Where Is Your Identity?
Stop looking at yourself in carnival mirrors. This is one plea from Paul Tripp’s new book, Dangerous Calling. Carnival mirrors give us a distortion of who we really are, and they’re everywhere we look.
This is especially true of the pastor or ministry leader who is tempted to stay locked in on the horizontal level. The danger is to mistake our work to be what defines us — to be so fixed on the “carnival mirror of ministry” that we buy as our true identity the twisted depiction it reflects. Paul Tripp explains:
[Full transcript]
You mention in your book, Dangerous Calling, that there are some leading indicators that spiritual blindness might be happening in the life of the pastor or ministry leader, and one of those themes that functions as a mechanism of spiritual blindness is when we let our ministry define our identity. What do you mean by this?

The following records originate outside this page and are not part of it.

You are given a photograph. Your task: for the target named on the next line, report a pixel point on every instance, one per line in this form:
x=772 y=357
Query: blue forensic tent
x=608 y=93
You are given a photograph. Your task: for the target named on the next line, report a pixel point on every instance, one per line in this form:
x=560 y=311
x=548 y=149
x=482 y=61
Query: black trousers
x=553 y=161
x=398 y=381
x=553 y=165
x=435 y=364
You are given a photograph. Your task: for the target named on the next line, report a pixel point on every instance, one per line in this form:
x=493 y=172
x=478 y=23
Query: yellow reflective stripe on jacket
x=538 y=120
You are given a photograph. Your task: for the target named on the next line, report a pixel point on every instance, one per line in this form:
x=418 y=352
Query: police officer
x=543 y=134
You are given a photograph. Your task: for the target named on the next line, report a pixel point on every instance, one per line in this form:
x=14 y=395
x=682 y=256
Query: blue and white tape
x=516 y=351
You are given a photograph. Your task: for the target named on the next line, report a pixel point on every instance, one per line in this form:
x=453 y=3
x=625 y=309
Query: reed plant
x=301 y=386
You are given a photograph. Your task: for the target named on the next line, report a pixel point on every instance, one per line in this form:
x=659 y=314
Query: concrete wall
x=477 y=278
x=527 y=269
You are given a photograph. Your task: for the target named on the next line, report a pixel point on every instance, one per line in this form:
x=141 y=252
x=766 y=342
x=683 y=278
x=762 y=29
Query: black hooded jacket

I like the metaphor in Scripture of the word of God being this perfect mirror that I look into and see myself as I actually am. What we tend to look into is carnival mirrors. They show me me, but they show me me with distortion, like the carnival mirror at the fair. I see myself, but there is distortion. This identity thing in ministry is one of those carnival mirrors.

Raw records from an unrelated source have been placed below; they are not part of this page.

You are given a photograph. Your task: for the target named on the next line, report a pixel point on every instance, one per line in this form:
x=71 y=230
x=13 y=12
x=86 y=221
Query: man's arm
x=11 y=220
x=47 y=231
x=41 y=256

Here is where you see something that is a normal human struggle intensified by ministry. The normal human struggle is to look for identity horizontally when I was hardwired by God to get it vertically. I look for something in creation to define who I am, whether that is a marriage or my work or my athletic body or whatever that is. And ministry powerfully provides that: I am a knowledgeable public person, I am a carrier of the gospel of the Lord Jesus Christ. All of those things provide a sense of identity that is marvelously distorted.
I am not something because I am in ministry — *can I say this more powerfully? *— I am something because I am in Christ. Bottom line. And when I need ministry to be something, I have forsaken the gospel in the way that I am living. How can I forsake the gospel while being a minister of the gospel? It can't work. But it happened to me. I remember one of the first critical conversations I had with somebody at my young church I had planted. They said, “You think because you are a pastor that you are supposed to be an expert at everything.” He was right. I had to be the smartest. I had to be the best. I had to be “fill in the blank.” Because ministry was defining me. And it is a mess. It just can never work.

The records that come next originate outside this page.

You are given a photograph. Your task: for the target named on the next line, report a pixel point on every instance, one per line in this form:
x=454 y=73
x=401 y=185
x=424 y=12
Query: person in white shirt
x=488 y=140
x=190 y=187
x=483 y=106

You mentioned faith can become our professional calling and how horrible that is. Yet, being a pastor is a pastor's job. How does he walk that line?
One of the places where I've talked about this specifically is when a pastor is preparing a sermon. For every sermon prepared there should be a devotional interlude where I stop and I say, “God, reveal to me what of me you want to expose by this passage. What of you that I need to see that I am not seeing.”
I am stopping and pushing this through me because I am telling myself “I am not this person who is totally okay and the reason I am in ministry is because ‘I am okay’ and I am going to give this to people who are obviously not okay.” It is once again me telling myself “it is impossible for me to preach anything that I do not desperately need myself.” And that devotional interlude is an absolute habit, commitment for me. I think it is very, very important that I always stop and do that in my preparation.